Much of that has to do with a shoddy run game, sure. But it's also because the Lions have a subtle weakness in the intermediate passing game. Calvin Johnson and Titus Young are quality deep threats, they can dump it off short to their running backs or Brandon Pettigrew and Nate Burleson is a decent possession guy.
But Burleson never made good on his goal, and so the Lions simply doesn't have that dangerous slot receiver presence to catch five-yard drag routes and turn them into 20-yard gains.
But that's what Joe Adams does. Adams lacks polish, and his route-running isn't crisp enough to create separation like Wes Welker does, but his skill set matches, and he could develop into a very dangerous weapon if he gets the time.
Originally mocked: 01/26/12 in Round 5
I gave Malik Jackson a fifth-round grade all the way back before the Senior Bowl, and it doesn't look like much has changed.
Jackson is a perfect Lions pick here because A) he gets after the quarterback, and B) the flaws that push him down to the fifth round are mechanical or technique-based things that can be coached.
What Jackson brings is raw skill and athleticism. Kris Kocurek, the defensive line coach who brought you sleeper hits like Sammie Hill and Willie Young (and should probably be credited with the development of Cliff Avril), could have another slam dunk on his hands if he can mold Jackson's skills into a consistent pass-rusher.

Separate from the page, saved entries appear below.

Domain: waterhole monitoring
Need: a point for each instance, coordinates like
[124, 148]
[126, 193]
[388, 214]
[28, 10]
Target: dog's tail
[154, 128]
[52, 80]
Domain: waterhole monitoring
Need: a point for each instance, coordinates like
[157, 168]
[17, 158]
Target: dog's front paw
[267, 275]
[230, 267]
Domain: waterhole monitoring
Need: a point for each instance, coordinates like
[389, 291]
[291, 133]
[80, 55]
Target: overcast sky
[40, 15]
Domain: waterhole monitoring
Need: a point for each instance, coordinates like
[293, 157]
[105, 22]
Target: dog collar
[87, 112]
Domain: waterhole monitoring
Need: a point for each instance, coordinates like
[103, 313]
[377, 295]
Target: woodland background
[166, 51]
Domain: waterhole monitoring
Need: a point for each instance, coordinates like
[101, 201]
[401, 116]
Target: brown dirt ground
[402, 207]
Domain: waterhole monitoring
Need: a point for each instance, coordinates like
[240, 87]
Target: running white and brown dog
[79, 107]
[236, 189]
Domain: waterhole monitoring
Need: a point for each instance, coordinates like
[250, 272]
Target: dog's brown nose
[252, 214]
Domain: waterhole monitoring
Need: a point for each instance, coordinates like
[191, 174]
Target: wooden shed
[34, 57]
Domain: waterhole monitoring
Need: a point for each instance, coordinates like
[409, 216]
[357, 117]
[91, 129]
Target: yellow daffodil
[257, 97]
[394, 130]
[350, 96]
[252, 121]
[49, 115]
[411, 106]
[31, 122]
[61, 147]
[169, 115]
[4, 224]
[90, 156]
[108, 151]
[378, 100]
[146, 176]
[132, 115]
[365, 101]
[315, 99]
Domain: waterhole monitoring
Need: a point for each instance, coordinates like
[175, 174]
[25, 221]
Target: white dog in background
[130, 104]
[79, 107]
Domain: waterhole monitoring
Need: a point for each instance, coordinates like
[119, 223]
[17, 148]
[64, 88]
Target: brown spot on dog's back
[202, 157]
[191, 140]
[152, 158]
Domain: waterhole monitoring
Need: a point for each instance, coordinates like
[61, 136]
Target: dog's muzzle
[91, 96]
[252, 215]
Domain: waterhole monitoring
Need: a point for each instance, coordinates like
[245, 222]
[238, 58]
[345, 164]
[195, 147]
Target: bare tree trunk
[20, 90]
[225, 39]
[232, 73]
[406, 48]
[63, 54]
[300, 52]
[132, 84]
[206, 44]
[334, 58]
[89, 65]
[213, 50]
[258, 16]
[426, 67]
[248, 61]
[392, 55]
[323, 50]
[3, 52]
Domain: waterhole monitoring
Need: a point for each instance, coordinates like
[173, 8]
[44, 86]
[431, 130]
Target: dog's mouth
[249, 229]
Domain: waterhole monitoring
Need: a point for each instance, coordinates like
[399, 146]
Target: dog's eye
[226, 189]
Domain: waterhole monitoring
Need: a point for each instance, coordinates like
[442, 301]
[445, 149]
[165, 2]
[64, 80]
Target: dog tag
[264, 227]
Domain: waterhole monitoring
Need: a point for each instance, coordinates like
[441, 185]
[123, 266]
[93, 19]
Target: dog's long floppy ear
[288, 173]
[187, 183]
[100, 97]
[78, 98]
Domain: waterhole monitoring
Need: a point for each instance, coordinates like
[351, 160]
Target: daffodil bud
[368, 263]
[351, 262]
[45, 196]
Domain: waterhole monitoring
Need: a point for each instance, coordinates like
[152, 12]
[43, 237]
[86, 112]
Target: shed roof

Originally mocked: 04/15/12 in Round 7
If there's one thing we know, it's that the Lions love drafting offensive tackles in the late rounds. In this way, Kevin Murphy follows the same path as Lydon Murtha, Jason Fox and Johnny Culbreath.
But this is still an OK pick because—and I'm totally serious here—Murphy went to Harvard.
One thing that offensive linemen don't get credit for is how intelligent they have to be to read defenses, spot blitzes and determine their assignments on the fly. Murphy seems like someone who would pick that up pretty quickly.
Of course, all the Ivy League education in the world won't help him from being bowled over on a bull-rush, but he has time to bulk up, too.
If the Lions make this move, it should be a sign they're ready to let one of their developmental linemen go. The tough question is, who? Neither Fox nor Culbreath have played or practiced hardly at all since joining the team.
Are their injury issues going to keep them out of action for the long-term, or will this be the year one of them makes an impact?
Or is this the year we find out that they make no impact healthy, either?
Originally mocked: 02/02/12 in Round 7
Like Malik Jackson, this is right up the Lions' alley. Chigbo Anunoby is a small-school prospect with huge size, work ethic and lots to learn.
He's another Sammie Hill, effectively.
With Hill, Andre Fluellen and Corey Williams both looking at free agency in 2013, it's none too early to start thinking about the next generation, even with the dominant Ndamukong Suh/Nick Fairley front the Lions look to post next season.
Anunoby is the right kind of player from the right kind of environment for the Lions' known strategy, and if he pans out, even as a depth player, he's a huge success for a seventh-rounder and further proof that the Lions can spin straw into gold with late-round defensive linemen.